Annie Liu's CSE675: Program Transformation and Program Analysis (Fall `00)

CSE675 (Fall `00)
Program Transformation and Program Analysis

[ General Information | Course Outline | Lectures | Handouts | Readings | Systems ]
[What's new]


General Information

Course description: This course is for students interested in advanced program manipulation techniques and supporting tools. The topics focus on a central problem in computer science: the construction and analysis of correct and efficient computer programs. We will concentrate on systematic methods for problem solving and program construction. The course will present methods and techniques for program transformation and supporting program analysis, as well as program manipulation systems.

This will include a survey of current systems in this area, some of which apply directly to the year 2000 problem and beyond. Students will implement program analyses and transformations and experiment with advanced programming environments and program transformation systems.

Prerequisites: a programming language course, a compiler course, or instructor's permission, and a working knowledge of C, or a functional language like Lisp, Scheme, or ML. | Credits: 3

Instructor: Annie Liu | Email: liu@cs.sunysb.edu | Office: CS Building 1433, 632-8463

Hours: Wed. 12-2:30PM, in CS 2212 | Office Hours: after class or by appointment


Course Outline

We will go right into program transformations. This starts with basic transformation rules, such as unfold and fold, as well as simplifications based on algebraic properties. Then, we discuss composition / fusion / deforestation, partial evaluation / mixed computation, staging transformation, and generalized specialization. This smoothly continues with incrementalization, memoization and tabulation, and promotion and accumulation. Continuing this, we discuss three extremely powerful transformations involving sets and relations: finite differencing of set operations, dominated convergence of fixed-point expressions, and data structure selection by real-time simulation using based representation. We will also discuss other related transformations for translation and optimization.

We will describe supporting program analysis as they are needed. This includes forward and backward analyses based on control and data dependencies. We will discuss methods based on abstract interpretation, domain projections, set constraints, and types, for analyzing static data, dead code, etc. and for analyses involving recursive data, arrays, pointers, etc.

We will also talk about program manipulation systems and implementation techniques as we use them. Such systems include powerful program analysis and transformation systems as well as advanced programming environments and environment generators.

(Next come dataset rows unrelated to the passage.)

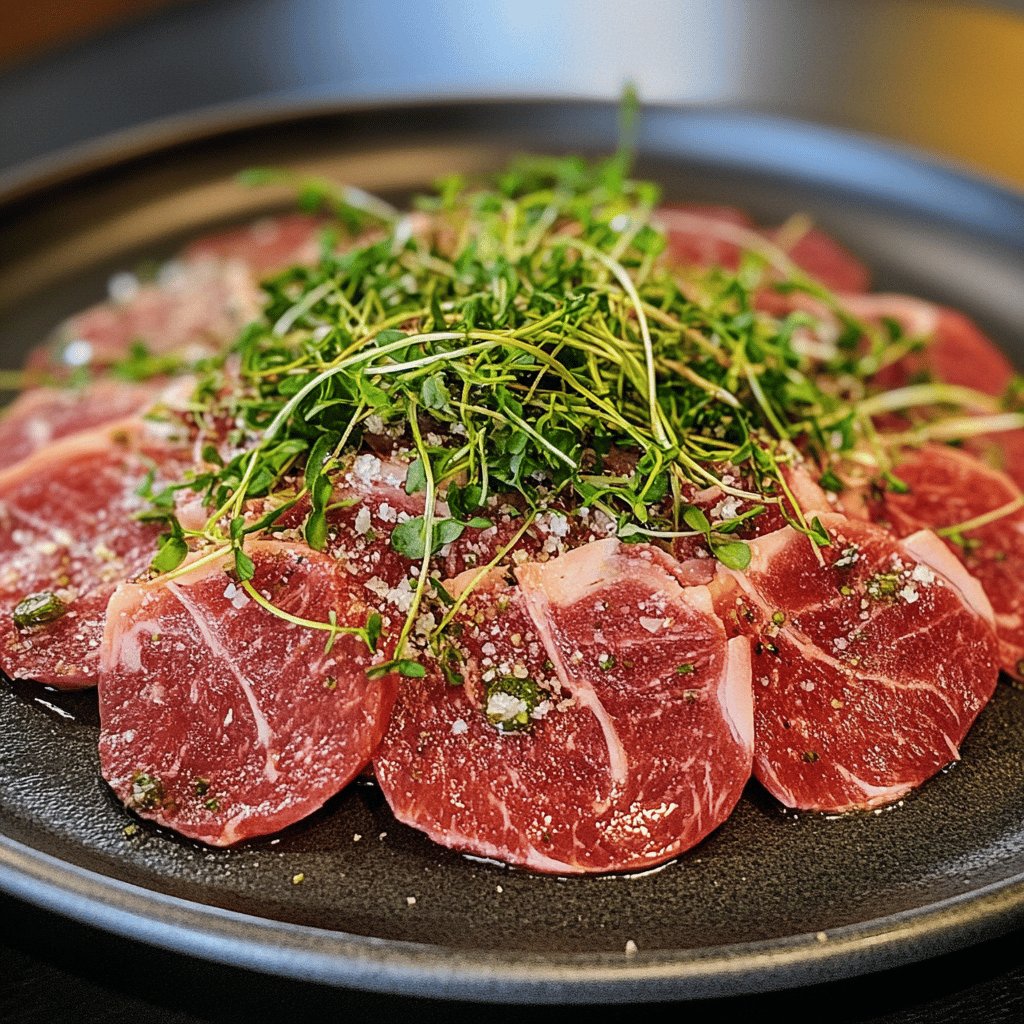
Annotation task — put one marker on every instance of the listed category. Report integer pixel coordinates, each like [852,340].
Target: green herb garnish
[37,609]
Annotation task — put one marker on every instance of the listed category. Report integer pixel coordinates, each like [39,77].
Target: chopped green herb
[37,609]
[510,702]
[146,792]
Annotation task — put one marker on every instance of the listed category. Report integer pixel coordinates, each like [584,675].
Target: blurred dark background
[942,76]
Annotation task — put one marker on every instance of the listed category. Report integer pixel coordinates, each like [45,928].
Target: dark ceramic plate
[771,899]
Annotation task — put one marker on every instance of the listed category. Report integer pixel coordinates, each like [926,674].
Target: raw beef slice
[868,667]
[601,720]
[716,236]
[220,720]
[68,537]
[953,350]
[44,415]
[948,487]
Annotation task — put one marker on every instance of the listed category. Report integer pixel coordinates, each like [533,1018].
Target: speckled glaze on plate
[771,899]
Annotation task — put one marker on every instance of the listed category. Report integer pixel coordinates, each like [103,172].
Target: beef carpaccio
[567,514]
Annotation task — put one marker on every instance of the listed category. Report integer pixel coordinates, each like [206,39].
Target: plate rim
[388,966]
[341,958]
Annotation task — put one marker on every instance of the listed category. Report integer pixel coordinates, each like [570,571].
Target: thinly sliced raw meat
[220,720]
[44,415]
[695,558]
[868,670]
[955,351]
[823,258]
[639,736]
[705,236]
[948,487]
[196,308]
[67,529]
[717,236]
[266,246]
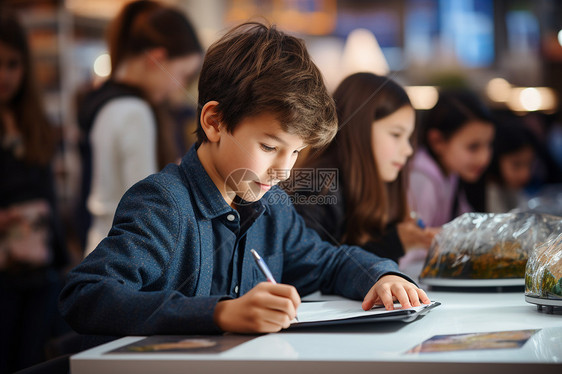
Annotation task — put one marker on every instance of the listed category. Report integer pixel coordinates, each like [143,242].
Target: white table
[375,347]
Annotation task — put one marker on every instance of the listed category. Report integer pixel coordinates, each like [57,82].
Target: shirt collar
[208,198]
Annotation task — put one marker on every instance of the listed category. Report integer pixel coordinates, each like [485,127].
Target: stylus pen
[264,268]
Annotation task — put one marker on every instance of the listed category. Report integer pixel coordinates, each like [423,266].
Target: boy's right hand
[267,307]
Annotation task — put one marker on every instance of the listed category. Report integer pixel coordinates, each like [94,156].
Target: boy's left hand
[392,287]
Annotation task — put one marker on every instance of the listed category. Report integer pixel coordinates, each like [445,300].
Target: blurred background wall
[510,52]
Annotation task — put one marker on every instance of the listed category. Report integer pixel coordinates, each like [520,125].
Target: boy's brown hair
[256,68]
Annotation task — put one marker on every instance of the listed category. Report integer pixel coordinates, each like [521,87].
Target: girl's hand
[392,287]
[267,307]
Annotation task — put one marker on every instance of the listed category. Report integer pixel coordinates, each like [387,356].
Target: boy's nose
[279,174]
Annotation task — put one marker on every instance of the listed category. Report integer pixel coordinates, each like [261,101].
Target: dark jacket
[153,274]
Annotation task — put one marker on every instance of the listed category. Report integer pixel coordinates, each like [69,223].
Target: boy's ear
[435,140]
[210,121]
[156,56]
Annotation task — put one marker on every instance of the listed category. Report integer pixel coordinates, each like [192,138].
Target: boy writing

There are weekly assignments, some of which require programming. There will be no exams, but there will be a relatively large project to be completed by the end of the semester.


Lectures

Lecture 1 (09/05/00): Overview. Program construction and problem solving; program transformation and program analysis; tools and applications; two examples: longest common subsequence and image blurring.
Lecture 2 (09/07/00): Problems in programming. Clarity and simplicity vs efficiency and language-specific details; good functional and object-oriented programming; a simple list processing example. Lectures 1-2 notes
Exercises: Handout E1. Reading: Chapter 5 of the textbook Introduction to Algorithms by Cormen, Leiserson, and Rivest.

Lecture 3 (09/13/00): High-level problem description. Sets and maps; graph reachability problem; specifications using loops, fixed-point expressions, and inference rules.
Lecture 4 (09/13/00): Systematically deriving efficient solutions. Finite differencing: incrementally maintaining results of expensive computations; real-time simulation: data structure selection; reachability example.
Exercises: Handout E2. Reading: Everything you can find for interesting problems.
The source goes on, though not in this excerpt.